The tibiofemoral kinematics changed because of the trochlear groove rotation, especially between 50° and 80° of flexion. Not surprisingly, an externally rotated trochlea design changed the tibia’s axial rotation (internal/external) at the beginning of the knee flexion because the patella was shifted laterally and, therefore, the tuberositas tibiae moved the tibia to an external rotation. However, the most significant difference in tibial rotation caused by the trochlear groove rotation design appeared at 70° of flexion, with 4.6° more external tibial rotation compared to internal trochlear rotation, which is not self-evident in this amount and at this range of flexion. The detailed perspective on the ligament situation also showed that this range of motion (50° to 80° of flexion) was accompanied by the highest differences in forces for the MCLa, thereby proving ligament influence on the tibiofemoral kinematics and vice versa [54]. The shift and tilt of the patellar kinematics were also greatest in this range of motion in the lateral direction, suggesting that the patellar movement is one possible influencing factor for the tibiofemoral differences.

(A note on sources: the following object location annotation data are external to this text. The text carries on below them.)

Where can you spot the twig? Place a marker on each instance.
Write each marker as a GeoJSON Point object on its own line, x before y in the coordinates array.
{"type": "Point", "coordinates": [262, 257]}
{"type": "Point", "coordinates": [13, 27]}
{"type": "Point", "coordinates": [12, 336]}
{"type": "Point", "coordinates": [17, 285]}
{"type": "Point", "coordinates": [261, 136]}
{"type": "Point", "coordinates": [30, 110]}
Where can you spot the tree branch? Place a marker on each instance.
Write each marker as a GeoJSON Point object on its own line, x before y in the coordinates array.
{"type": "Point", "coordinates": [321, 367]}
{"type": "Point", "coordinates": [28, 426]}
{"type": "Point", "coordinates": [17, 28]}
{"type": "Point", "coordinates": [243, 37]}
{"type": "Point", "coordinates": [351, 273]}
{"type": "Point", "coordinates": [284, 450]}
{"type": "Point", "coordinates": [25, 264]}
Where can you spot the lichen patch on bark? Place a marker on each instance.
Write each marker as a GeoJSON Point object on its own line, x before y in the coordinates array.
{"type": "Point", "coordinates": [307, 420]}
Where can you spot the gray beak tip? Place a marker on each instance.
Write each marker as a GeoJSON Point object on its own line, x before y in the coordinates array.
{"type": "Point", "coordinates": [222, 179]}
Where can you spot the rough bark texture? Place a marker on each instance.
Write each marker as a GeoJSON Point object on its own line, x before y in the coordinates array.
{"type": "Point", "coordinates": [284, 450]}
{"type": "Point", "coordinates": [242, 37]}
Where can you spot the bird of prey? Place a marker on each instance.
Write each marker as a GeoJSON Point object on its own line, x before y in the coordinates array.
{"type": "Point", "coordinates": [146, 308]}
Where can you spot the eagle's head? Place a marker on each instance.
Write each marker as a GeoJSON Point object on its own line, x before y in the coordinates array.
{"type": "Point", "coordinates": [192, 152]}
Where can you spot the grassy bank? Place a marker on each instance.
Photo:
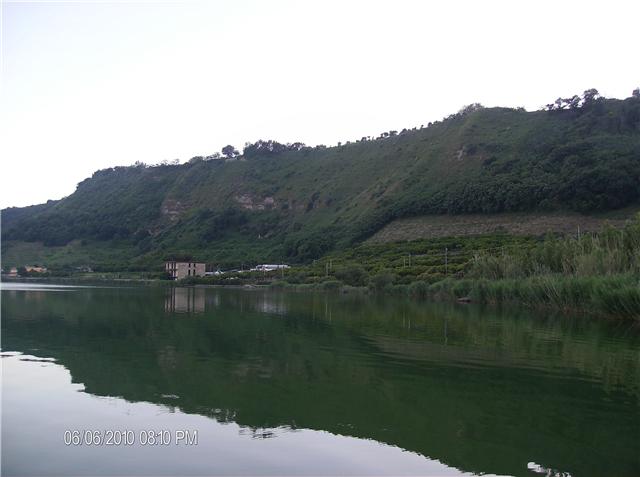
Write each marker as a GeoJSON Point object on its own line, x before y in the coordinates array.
{"type": "Point", "coordinates": [596, 273]}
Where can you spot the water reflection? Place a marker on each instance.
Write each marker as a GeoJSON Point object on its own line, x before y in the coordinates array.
{"type": "Point", "coordinates": [184, 300]}
{"type": "Point", "coordinates": [483, 391]}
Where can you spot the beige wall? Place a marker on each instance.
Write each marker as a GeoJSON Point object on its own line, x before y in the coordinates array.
{"type": "Point", "coordinates": [180, 270]}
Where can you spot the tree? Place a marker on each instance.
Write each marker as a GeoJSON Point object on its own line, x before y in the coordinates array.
{"type": "Point", "coordinates": [590, 96]}
{"type": "Point", "coordinates": [230, 151]}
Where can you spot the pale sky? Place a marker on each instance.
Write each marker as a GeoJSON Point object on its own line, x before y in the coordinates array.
{"type": "Point", "coordinates": [87, 85]}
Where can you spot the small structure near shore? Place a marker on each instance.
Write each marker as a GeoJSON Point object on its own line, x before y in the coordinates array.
{"type": "Point", "coordinates": [180, 270]}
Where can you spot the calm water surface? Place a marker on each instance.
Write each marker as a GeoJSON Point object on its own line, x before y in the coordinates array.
{"type": "Point", "coordinates": [297, 384]}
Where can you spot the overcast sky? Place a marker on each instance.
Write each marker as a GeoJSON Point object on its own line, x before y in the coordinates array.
{"type": "Point", "coordinates": [88, 85]}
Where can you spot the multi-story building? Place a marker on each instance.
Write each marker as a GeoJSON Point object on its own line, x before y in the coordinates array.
{"type": "Point", "coordinates": [180, 270]}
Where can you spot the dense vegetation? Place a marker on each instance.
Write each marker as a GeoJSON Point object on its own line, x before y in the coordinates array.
{"type": "Point", "coordinates": [277, 202]}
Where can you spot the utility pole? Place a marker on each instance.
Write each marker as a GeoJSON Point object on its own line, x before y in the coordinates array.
{"type": "Point", "coordinates": [446, 261]}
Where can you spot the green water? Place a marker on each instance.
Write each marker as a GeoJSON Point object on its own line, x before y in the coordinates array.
{"type": "Point", "coordinates": [302, 384]}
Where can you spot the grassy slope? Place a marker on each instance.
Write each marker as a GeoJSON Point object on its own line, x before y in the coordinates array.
{"type": "Point", "coordinates": [300, 205]}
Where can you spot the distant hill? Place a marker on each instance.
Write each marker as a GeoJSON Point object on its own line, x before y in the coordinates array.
{"type": "Point", "coordinates": [295, 203]}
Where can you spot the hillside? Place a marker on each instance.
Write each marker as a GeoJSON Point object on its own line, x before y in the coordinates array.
{"type": "Point", "coordinates": [297, 203]}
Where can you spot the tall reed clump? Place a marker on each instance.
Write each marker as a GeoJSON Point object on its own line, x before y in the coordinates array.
{"type": "Point", "coordinates": [593, 272]}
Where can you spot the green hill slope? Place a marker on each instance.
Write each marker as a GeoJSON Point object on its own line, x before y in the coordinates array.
{"type": "Point", "coordinates": [298, 203]}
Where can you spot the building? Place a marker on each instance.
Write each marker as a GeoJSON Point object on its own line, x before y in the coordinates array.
{"type": "Point", "coordinates": [35, 269]}
{"type": "Point", "coordinates": [180, 270]}
{"type": "Point", "coordinates": [269, 267]}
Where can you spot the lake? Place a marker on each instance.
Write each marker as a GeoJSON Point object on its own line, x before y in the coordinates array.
{"type": "Point", "coordinates": [209, 381]}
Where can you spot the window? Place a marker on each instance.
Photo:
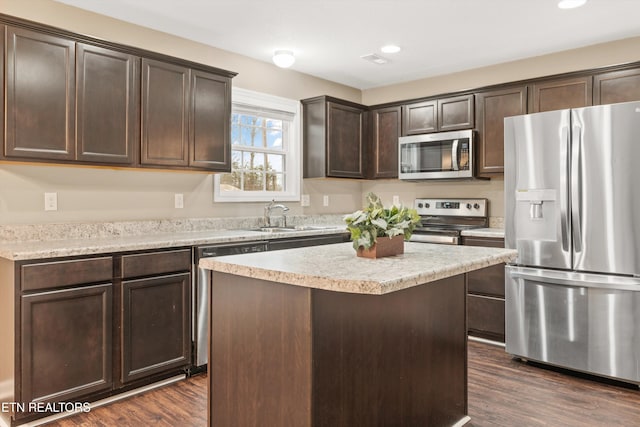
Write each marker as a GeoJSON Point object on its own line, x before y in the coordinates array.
{"type": "Point", "coordinates": [265, 150]}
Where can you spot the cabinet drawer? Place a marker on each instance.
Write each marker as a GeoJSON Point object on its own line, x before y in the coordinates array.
{"type": "Point", "coordinates": [487, 281]}
{"type": "Point", "coordinates": [138, 265]}
{"type": "Point", "coordinates": [485, 316]}
{"type": "Point", "coordinates": [56, 274]}
{"type": "Point", "coordinates": [489, 242]}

The limitations of this study should also be considered when transferring the results of the numerical simulation to the patient. First, this was an experimental study, and not all in vivo situations can be recreated when a biomechanical setup is developed. Simulating weight-bearing is essential and, therefore, we decided to use a 50-N ground reaction force, even if this is not a realistic patient weight. Müller et al. showed that the highest influence is provided by weight-bearing versus passive motion, and therefore, we believe that transferable results were generated in this study [41]. Furthermore, in this study, the hamstring and vastus medialis and lateralis were simulated with constant load which might also influence the study results [53] but are necessary to stabilize the knee. Additionally, the FEA knee simulation was validated previously with 15 specimens for mechanical parameters (retropatellar pressure, retropatellar area and quadriceps force) and with 7 specimens for kinematic parameters (tibia rotation, AP movement, patellar shift, patella tilt, patellar rotation and patella flexion) with the identical boundary conditions and the same TKA implant, and it showed good agreement with the experiments [56]. However, the FEA only represents one patient anatomy which should be considered when transferring these results. Choosing only one implant design is also a limiting factor but as mentioned, it is necessary because the influence of all TKA implant design aspects is significant. In this study, a fixed CR design implant was used which was implanted more than 215,000 times worldwide and has a trochlea design which is comparable with other commercially available CR trochlea designs. Furthermore, we did not resurface the patella. The topic of resurfacing the patella is still under debate [23, 28] and current literature shows that resurfacing the patella increases the patellofemoral loading after TKA [48].

Conclusion

In conclusion, this study showed that an external trochlear groove rotation implemented in the tested TKA design can reduce the patellofemoral stress. Second, during operation procedures, the surgeon should be aware that an axial femoral component rotation heavily influences the mechanical stress in the inlay and the forces on the ligaments during knee flexion. Future studies should focus on tibiofemoral rotation to obtain further information regarding the interactions among these knee joint partners, and other TKA designs should be involved to transfer the results to more implant designs. These results support that an external rotation of the femoral component should be preferred in TKA to avoid anterior knee pain. An external trochlea rotation should be included in future TKA designs.